Fiat Chrysler CEO’s bumpy first six months at helm following Marchionne’s death

“It’s been a bumpy year,” said Manley, as he settled into a chair in a small conference room at the back of Fiat Chrysler’s auto show display.

And circumstances are forcing him to reexamine a number of elements from the plan Marchionne outlined, including the pace at which Fiat Chrysler migrates from conventional, internal combustion engines to battery-electric technology. That’s particularly the case in Europe, where diesels were expected to provide the means to meet tough new emissions and fuel economy regulations. In the wake of Volkswagen’s diesel emissions scandal, however, sales of those “oil burners” have been tumbling.

“Now we have to revisit our mix in terms of electrification,” said Manley, noting that the automaker likely will have to increase the speed at which it adopts hybrids, plug-ins, and pure battery-electric vehicles.

Under Marchionne, Fiat Chrysler had been reluctant to embrace that technology. At one point, the former chief executive, only half-jokingly, had asked potential customers not to buy the then-new Fiat 500e battery-electric vehicle, revealing that the automaker lost about $10,000 on each one it sold. The situation hasn’t much improved, Manley said this week, noting that Fiat Chrysler can recover only 60 percent of the added cost for electrified powertrain technology.

That’s only one element of last year’s plan that will have to be revisited, said Manley, adding, “There’ll be other changes to follow.”

“Our performance in China is really weak,” he said. Fiat Chrysler is running into a variety of issues as demand has slowed over the past year in the world’s largest automotive market.

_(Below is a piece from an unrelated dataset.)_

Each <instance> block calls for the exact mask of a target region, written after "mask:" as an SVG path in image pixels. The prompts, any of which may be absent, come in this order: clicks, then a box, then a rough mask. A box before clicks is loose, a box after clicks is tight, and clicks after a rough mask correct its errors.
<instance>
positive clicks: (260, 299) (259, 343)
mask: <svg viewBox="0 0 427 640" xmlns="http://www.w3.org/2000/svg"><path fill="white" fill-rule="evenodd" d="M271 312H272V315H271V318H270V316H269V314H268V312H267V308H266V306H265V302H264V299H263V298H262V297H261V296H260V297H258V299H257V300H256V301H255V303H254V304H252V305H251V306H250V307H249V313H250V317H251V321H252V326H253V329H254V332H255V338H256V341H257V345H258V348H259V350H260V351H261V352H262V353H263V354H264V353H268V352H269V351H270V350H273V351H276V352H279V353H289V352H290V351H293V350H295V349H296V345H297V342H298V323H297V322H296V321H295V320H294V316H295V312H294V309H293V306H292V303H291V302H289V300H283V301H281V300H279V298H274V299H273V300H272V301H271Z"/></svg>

The old Chrysler Corp. was actually the first foreign automaker to enter China in 1984, but after the disastrous collapse of DaimlerChrysler in 2007, the Asia operation went to the German side of the partnership.

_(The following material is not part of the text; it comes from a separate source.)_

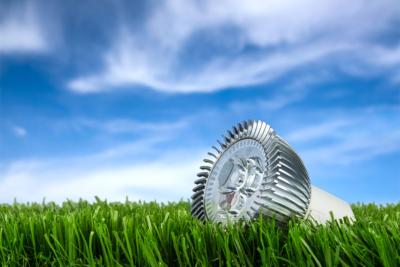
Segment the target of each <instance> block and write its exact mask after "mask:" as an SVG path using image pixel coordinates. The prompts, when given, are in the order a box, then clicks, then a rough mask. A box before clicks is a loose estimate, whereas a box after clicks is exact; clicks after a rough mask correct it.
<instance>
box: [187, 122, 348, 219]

It took until 2015 to launch a new manufacturing operation there, and production costs are still out of whack, according to Manley. Complicating matters, the division he ran made some fundamental mistakes in positioning Jeep to Chinese consumers — a problem it is now struggling to correct.

The biggest mistake, he said, was positioning Jeep as a “professional” brand in the years before it had a local production plant. That worked well marketing American-made products like the big Grand Cherokee in low volume. But it has backfired now that the Guangzhou plant, operated in a joint venture with China’s GAC, has opened. Mainstream customers have shown little interest in products they think are meant for Chinese elite, Manley explained.

On the whole, though, Manley was cautiously upbeat in his assessment of where FCA stands a half year into his reign. If anything, it has already gone through the painful downsizing that has gripped both of its Detroit competitors. General Motors in November announced plans to close five factories, including three assembly plants, and trim about 14,000 jobs. Ford is readying big cuts for Europe and is expected to reveal plans for a North American restructuring by mid-year.

Fiat Chrysler made most of its cuts around the time it filed for bankruptcy protection in 2010, “when we were in a mode of survival,” Manley said. In sharp contrast, FCA is now adding jobs and will be opening at least one new plant, which reportedly centers around what could be a $1 billion renovation of a currently closed engine plant in the Detroit suburb of Warren, Michigan. It would be used to produce two new models for the rapidly growing Jeep brand, including a three-row model that brings back the old Jeep Wagoneer nameplate.